Passei as mãos pelo meu cabelo numa tentativa de me concentrar apenas naquela sensação e de me absorver dos meus pensamentos, mas assim que voltei a olhar para as minhas mãos vi uma quantidade imensa de cabelos.

Mais uma consequência da minha ansiedade, não seria a primeira vez que aquilo acontecia.

Então ali permaneci e aumentei a temperatura da água.

Há medida que prolongava o banho o vapor aumentava, transformando o banheiro anteriormente visível, num cómodo coberto de névoa.
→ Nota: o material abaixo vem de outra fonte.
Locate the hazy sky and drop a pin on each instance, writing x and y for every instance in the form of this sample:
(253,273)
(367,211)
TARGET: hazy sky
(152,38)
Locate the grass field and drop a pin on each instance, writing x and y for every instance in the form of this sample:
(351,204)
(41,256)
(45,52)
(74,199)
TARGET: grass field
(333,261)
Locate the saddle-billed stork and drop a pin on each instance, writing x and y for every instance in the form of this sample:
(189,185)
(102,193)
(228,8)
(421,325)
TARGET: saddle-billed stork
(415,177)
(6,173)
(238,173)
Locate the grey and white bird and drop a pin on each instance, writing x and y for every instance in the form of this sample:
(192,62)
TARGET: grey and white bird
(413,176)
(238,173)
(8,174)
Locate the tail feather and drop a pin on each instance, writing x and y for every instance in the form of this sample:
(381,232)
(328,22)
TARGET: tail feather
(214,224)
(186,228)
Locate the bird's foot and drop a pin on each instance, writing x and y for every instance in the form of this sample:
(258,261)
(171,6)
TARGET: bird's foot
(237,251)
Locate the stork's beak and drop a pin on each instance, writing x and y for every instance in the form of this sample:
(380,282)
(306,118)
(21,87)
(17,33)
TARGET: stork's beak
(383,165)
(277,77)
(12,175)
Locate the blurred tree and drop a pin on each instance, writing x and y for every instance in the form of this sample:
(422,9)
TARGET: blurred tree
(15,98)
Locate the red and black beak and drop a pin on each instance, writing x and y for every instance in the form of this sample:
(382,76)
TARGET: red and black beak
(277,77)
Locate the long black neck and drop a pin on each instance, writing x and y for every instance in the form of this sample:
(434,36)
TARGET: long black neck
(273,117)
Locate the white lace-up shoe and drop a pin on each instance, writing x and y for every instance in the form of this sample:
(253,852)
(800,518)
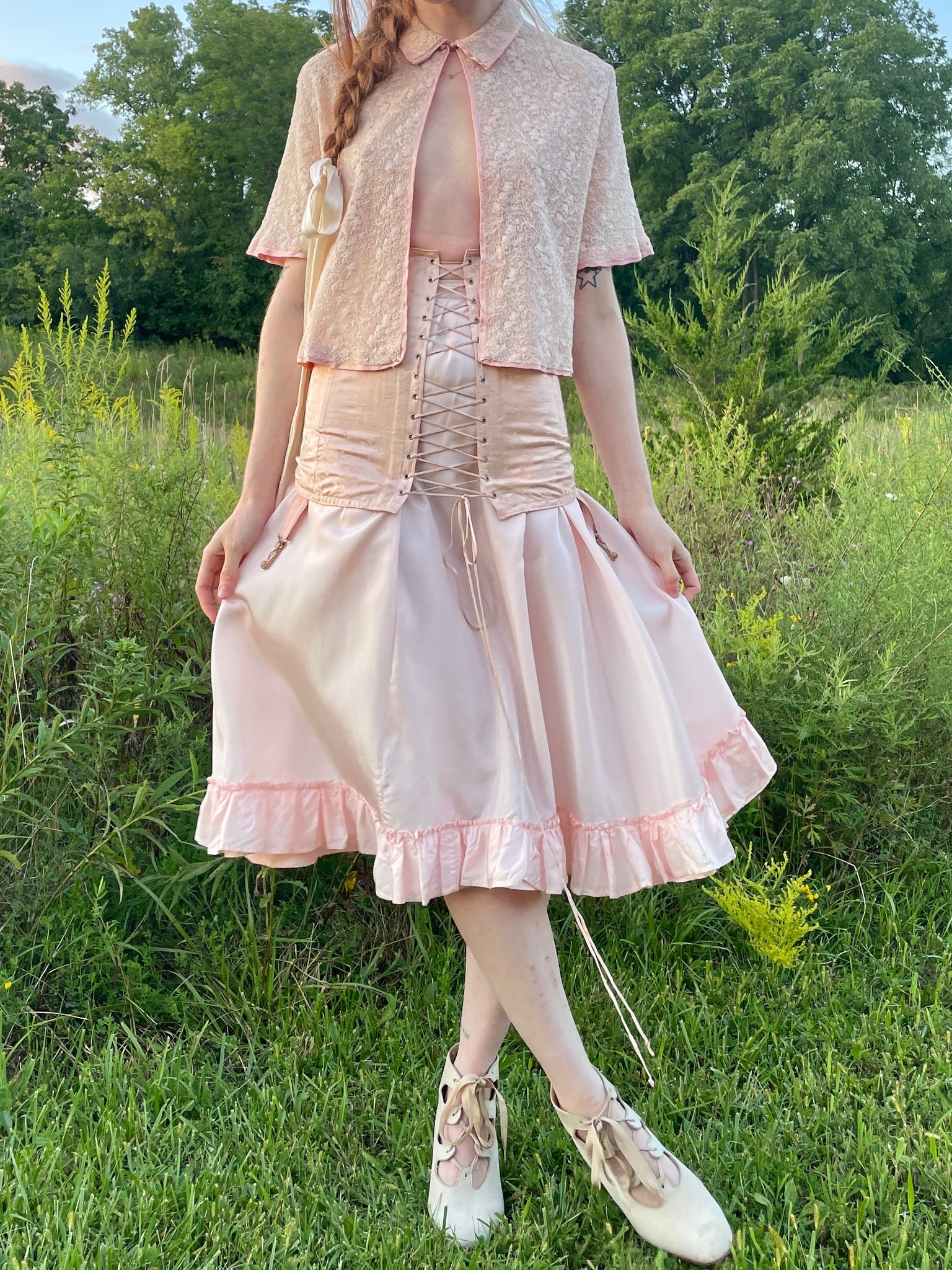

Apesar da água a fervelhar que escorria pelo meu corpo, esta não apagava a sensação tão conhecida de sentir as suas mãos, a agarrarem-no abruptamente.

Aliás, invasivamente.

Apesar do barulho da água a escorrer, e do mínimo conforto que me conseguia dar, esta não conseguia apagar o som da minha respiração ofegante.

Invasivo. Era isso que ele era.
Era assim que o meu corpo se sentia,
que eu me sentia.

Ou era nisso que eu queria acreditar? Apesar de o ter aceite inúmeras vezes, e sentir um prazer como nunca outro, com isso.

Não. Não. Não.
Isso não apaga o facto de me sentir assim, não pode, isso não anula a sensação invasiva que ele me deu, que me colocou.

Desligo a torneira exausta pela minha própria mente e pelos pensamentos que a atormentam, e encosto-me diretamente na parede fria, branca e molhada, pressionando, sobretudo, a minha testa e os meus seios.

Não abandonava o meu cérebro.

Gemidos. Promessas. Risos. Discussões.
Mais gemidos.

Oh as tuas promessas.
As tuas malditas promessas.

Derrotada deito-me sobre a água quente, e descanso os meus olhos, numa tentativa de me desligar por completo de toda a minha "realidade" por uns instantes.

-Eu sei que é em mim que pensas nos teus pesadelos...- Aquela voz. -E nos húmidos.-Acrescentou por fim.
Esta última palavra soou de forma diferente de tudo o que foi dito anteriormente.
Pois nesta eu pude sentir o sussurrar da sua voz no meu ouvido, juntamente com a sua respiração.

Tal como um dia ouvi.

-Deixa-me em paz. - Digo.

Não era capaz de pronunciar o seu nome.
Não queria dar lhe o proveito disso.

-Deixa-me entrar Amelia. - A sua voz calma sussurrou. Mas eu sei que aquela calma não duraria muito, não agora, não em relação a mim, por mais que o tentasse disfarçar. Ainda me pergunto se numa tentativa de não rebaixar o seu ego ou de não me afastar mais. Talvez uma junção de ambos.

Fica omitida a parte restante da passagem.